In 1889, Boas’ experience and rethinking of the nature of human diversity as culturally relative led him to reconsider further not only the contributions of ethnology, but also its Eurocentric underpinnings. Ethnology had advanced the understanding of human culture by pointing out how the “natural” nature of emotions was relative, and that what one thinks, and how one feels reflected not only ability and knowledge, but was “the result of our upbringing as individuals and our history as a people” (Boas 1889 in Stocking 1974: 71). Boas added: “To draw conclusions about the development of mankind as a whole we must try to divest ourselves of these influences [the correctedness of our emotions], and this is only possible by immersing ourselves in the spirit of primitive peoples whose perspectives and development have almost nothing in common with our own” (ibid.). In short, Boas now called upon ethnologists and anthropologists to reconsider their pre-existing biases about non-Europeans, to accept them as fellow human beings, and to pursue scientific objectivity; so too had Virchow.
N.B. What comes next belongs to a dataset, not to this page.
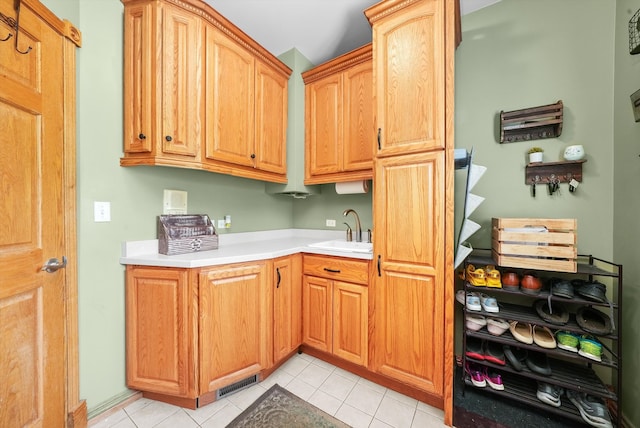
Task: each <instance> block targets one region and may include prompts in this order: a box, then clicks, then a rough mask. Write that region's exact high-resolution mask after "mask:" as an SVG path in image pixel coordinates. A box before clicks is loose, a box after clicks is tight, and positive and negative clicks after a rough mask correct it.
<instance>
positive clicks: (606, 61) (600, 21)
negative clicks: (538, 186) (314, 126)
mask: <svg viewBox="0 0 640 428" xmlns="http://www.w3.org/2000/svg"><path fill="white" fill-rule="evenodd" d="M638 8H640V1H638V0H623V1H618V2H617V3H616V2H615V1H614V0H563V1H561V2H558V1H555V0H538V1H535V2H532V1H527V0H502V1H501V2H499V3H497V4H495V5H493V6H490V7H488V8H485V9H482V10H480V11H477V12H475V13H472V14H470V15H466V16H463V17H462V31H463V34H462V38H463V41H462V44H461V45H460V47H459V48H458V50H457V51H456V67H455V68H456V88H455V89H456V94H455V97H456V98H455V102H456V105H455V111H456V114H455V132H456V147H458V148H467V149H471V148H472V147H473V148H475V158H476V163H478V164H480V165H485V166H487V167H488V170H487V172H486V174H485V175H484V176H483V178H482V179H481V180H480V182H479V183H478V185H477V186H476V187H475V188H474V190H473V193H476V194H478V195H480V196H483V197H485V198H486V200H485V202H484V203H483V204H482V205H481V206H480V207H479V208H478V209H477V210H476V211H475V212H474V213H473V214H472V215H471V219H472V220H474V221H476V222H478V223H480V224H482V229H481V230H480V231H479V232H478V233H477V234H476V235H475V236H474V237H473V238H472V239H471V243H472V244H473V246H474V247H484V248H488V247H490V246H491V235H490V222H491V218H492V217H551V218H553V217H556V218H564V217H567V218H577V219H578V250H579V252H580V253H583V254H588V253H590V254H594V255H595V256H597V257H600V258H604V259H608V260H612V261H615V262H616V263H620V264H623V265H624V307H625V310H624V316H623V326H622V328H623V344H624V345H623V349H624V352H623V360H624V366H623V367H624V373H623V375H624V376H623V385H622V394H623V402H622V410H623V413H624V416H625V418H626V420H627V422H628V423H630V424H631V426H636V427H637V426H640V409H638V407H637V406H636V405H635V403H637V402H638V401H639V399H640V387H639V386H638V385H637V383H636V382H635V380H636V379H637V377H638V374H639V373H640V359H638V357H637V356H638V353H639V352H640V343H639V340H640V337H639V335H638V327H637V326H638V325H640V316H639V315H638V312H637V311H636V310H635V305H634V304H637V303H640V292H639V290H638V282H639V280H640V266H639V264H638V259H639V256H640V254H639V252H640V251H639V250H638V244H637V242H638V241H639V240H640V225H639V224H638V222H637V220H636V219H637V217H638V215H637V213H638V211H640V198H638V196H637V194H636V192H635V189H634V187H633V186H634V184H635V183H638V182H640V168H639V167H638V162H639V159H638V154H639V153H640V124H637V123H635V122H634V121H633V115H632V111H631V105H630V101H629V95H630V94H631V93H633V92H635V91H636V90H638V89H640V78H639V77H638V76H640V55H637V56H631V55H629V54H628V31H627V25H628V21H629V19H630V18H631V15H633V13H635V11H637V10H638ZM578 17H579V19H576V18H578ZM558 100H562V101H563V103H564V127H563V132H562V135H561V136H560V137H559V138H556V139H547V140H536V141H534V142H531V143H526V142H521V143H509V144H499V143H498V141H499V139H498V137H497V133H498V129H499V125H498V123H499V113H500V111H502V110H504V111H510V110H517V109H521V108H527V107H534V106H539V105H545V104H551V103H554V102H556V101H558ZM570 144H583V145H584V147H585V150H586V153H587V156H586V159H587V162H586V163H585V164H584V165H583V182H582V183H581V185H580V186H579V188H578V190H577V192H576V193H569V191H568V189H567V186H566V185H564V186H562V188H561V193H560V194H555V195H553V196H549V195H548V194H547V192H546V189H545V188H544V187H543V188H540V187H539V188H538V191H537V194H536V197H535V198H533V197H532V196H531V192H530V190H531V189H530V187H529V186H527V185H525V184H524V166H525V164H526V157H525V153H526V151H527V149H528V148H529V147H531V146H533V145H536V146H541V147H543V148H544V149H545V160H546V161H554V160H560V159H561V154H562V151H563V150H564V148H565V147H566V146H567V145H570ZM456 174H457V175H456V178H458V181H457V182H456V185H457V186H456V208H457V209H456V214H457V215H456V218H457V221H458V224H459V222H460V218H461V216H460V212H461V209H462V201H463V199H462V195H463V188H462V187H463V185H464V182H463V181H462V180H463V179H464V178H465V175H464V174H463V173H462V172H457V173H456ZM457 339H458V342H459V338H457ZM626 379H628V381H626Z"/></svg>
Boas readily acknowledged that Virchow had influenced his thinking about how culture worked, and he drew an analogy between Virchow’s research in cell pathology and his own gradual shift within anthropological discourse. In studying “the mutability of cells and groups of cells,” Virchow had been convinced that there was no sharp distinction between normal and pathological cells per se (Boas 1902 in Stocking 1974: 38-39). Upon comparing cell reproduction and its origins as a species, he had concluded that it was impossible to determine whether or not a cell’s pathology was inherently different or the result of secondary factors. What constituted a particular cell could only be determined through careful direct and exact observation and interpretation, and not through general theory. Also to determine the nature of a cell required knowledge of its form, its relationship to other cells, and its function. Virchow’s model determined that the study of a particular cell required one to observe its active and reflexive relationship with other cells. This realisation had early on not only shaped Virchow’s approach to anthropology but it had also transformed Boas’ thinking about the study of anthropology in its emphasis on direct observation of particular data and their comparative analysis (ibid.).

Nevertheless, while by the end of the 1880s, it was obvious that Boas still practiced mainstream anthropology, he had also begun moving slowly and steadily into what he termed the third stage of modern anthropology, of cultural relativism, with its study of specific cultural traits, of behaviours, beliefs, and symbols within a local context, to which he applied his fieldwork and other ethnological and anthropological methods. In helping us to understand how and why Boas got there, Virchow’s study of the Labrador Inuit in Berlin is pivotal, a discursive linchpin which changed Virchow’s understanding, indirectly affecting both Boas’ decision to research the Inuit of Baffin Island, and his conceptual shift away from the older physical anthropology towards cultural anthropology.